Ses expériences auprès de musiciens d’Afrique de l’ouest, son travail avec Sammy Abenaim abordant les traditions musicales du proche Orient, son goût pour la musique classique Indienne et notamment pour Hariprasad Chaurasia, l’ont durablement inspiré. Ils ont consolidé une approche déjà modale et poly-modale de sa musique. Elle est en effet très rarement tonale. Ils ont initié également une utilisation de plus en plus fréquente de cycles rythmiques élargis et parfois complexes. Jouer au sein de formations de Régis Huby « The ellipse, Equal Crossing » lui ont permis d’ apprécier, d’observer son écriture et son sens du traitement rythmique dans l’orchestre, notamment dans leur aspect répétitif et évolutif. Cela l’a également amené à se pencher sur les compositeurs minimalistes tels que Steve Reich et John Adams. Enfin, son travail sur les partitions de Claude Debussy, Olivier Messiaen, Henri Dutilleux, a contribué à enrichir sa palette mélodico-harmonique, à approfondir l’utilisation des timbres des instruments dans ses compositions, et à être encore plus attentif au mélange des ressources sonores de l’orchestre. 
Au fil des disques et des répertoires personnels, Bruno Angelini a tissé un univers dans lequel on peut remarquer une réelle continuité quelque soient ses expériences, son langage, régulièrement renouvelés. Elle est sans doute liée à quelque chose d’indicible, à sa nature profonde de musicien. Elle trouve sa source également dans un besoin narratif constant : s’investir d’un sujet, imaginer une situation, décrire un état d’âme afin de mieux activer son inspiration, de mieux provoquer son émotion. 

 

L’ÉLECTRONIQUE POUR PIANO TRANSFORMÉ

 Parmi les décisions artistiques récentes de Bruno Angelini, celle de s’intéresser à l’apport de l’électronique est significative : Il a crée un dispositif particulier lui permettant de boucler, de transformer les sons et les résonances du piano acoustique.

Entendre un beau son saturé, un écho profond, des delays aux réponses aléatoires, des notes doublées avec des intervalles modulables… mélangés à l’acoustique du piano, ou encore aux sonorités d’un piano préparé…profiter encore plus profondément des résonances, les prolonger tout en les modifiant avec des possibilités presque illimitées: sensible aux palettes sonores, y cherchant constamment de nouvelles sources d’inspiration, de nouveaux éléments de langage, Bruno Angelini a trouvé grâce à l’électronique un parfait prolongement de son travail.
Jouer avec ce dispositif engendre une mode d’expression différent, où il faut donner à entendre le moindre détail, la moindre réponse, toute surprise sonore. S’impose alors la nécessité de jouer moins ou autrement,ce qui pour un improvisateur est très attractif.
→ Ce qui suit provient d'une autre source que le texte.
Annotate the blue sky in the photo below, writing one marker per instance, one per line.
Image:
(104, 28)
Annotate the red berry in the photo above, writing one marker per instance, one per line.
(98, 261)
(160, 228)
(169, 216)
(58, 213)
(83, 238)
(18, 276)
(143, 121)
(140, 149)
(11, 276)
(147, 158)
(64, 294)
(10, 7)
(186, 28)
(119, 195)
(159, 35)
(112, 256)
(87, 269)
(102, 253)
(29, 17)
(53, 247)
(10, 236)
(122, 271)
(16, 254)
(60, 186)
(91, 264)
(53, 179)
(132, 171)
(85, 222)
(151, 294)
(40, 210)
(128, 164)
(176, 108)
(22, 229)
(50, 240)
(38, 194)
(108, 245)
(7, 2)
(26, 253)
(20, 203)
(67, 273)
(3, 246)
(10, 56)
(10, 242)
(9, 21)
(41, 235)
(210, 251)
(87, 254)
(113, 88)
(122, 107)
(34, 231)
Il a initié cette utilisation en compagnie de Michele Rabbia, Tore Brunborg et Romain Al lors de leur création «  A sleepless night chronicle » en mai 2019. Il avait découvert quelques années auparavant les possibilités offertes par l’électronique au sein groupes partagés avec Pierre Badaroux, Vivien Trelcat, Nicolas Larmignat, Régis Huby et Michele Rabbia.

Il y a recours régulièrement désormais, lorsque le répertoire peut s’en trouver enrichi : il a réinvesti son programme dédié à Sergio Leone pour le faire dériver vers autre équilibre: « Leone Alone2.0. ».
Enfin il l’a intégré à sa nouvelle création : « Transatlantic Roots » avec Fabrice Martinez et Éric Echampard.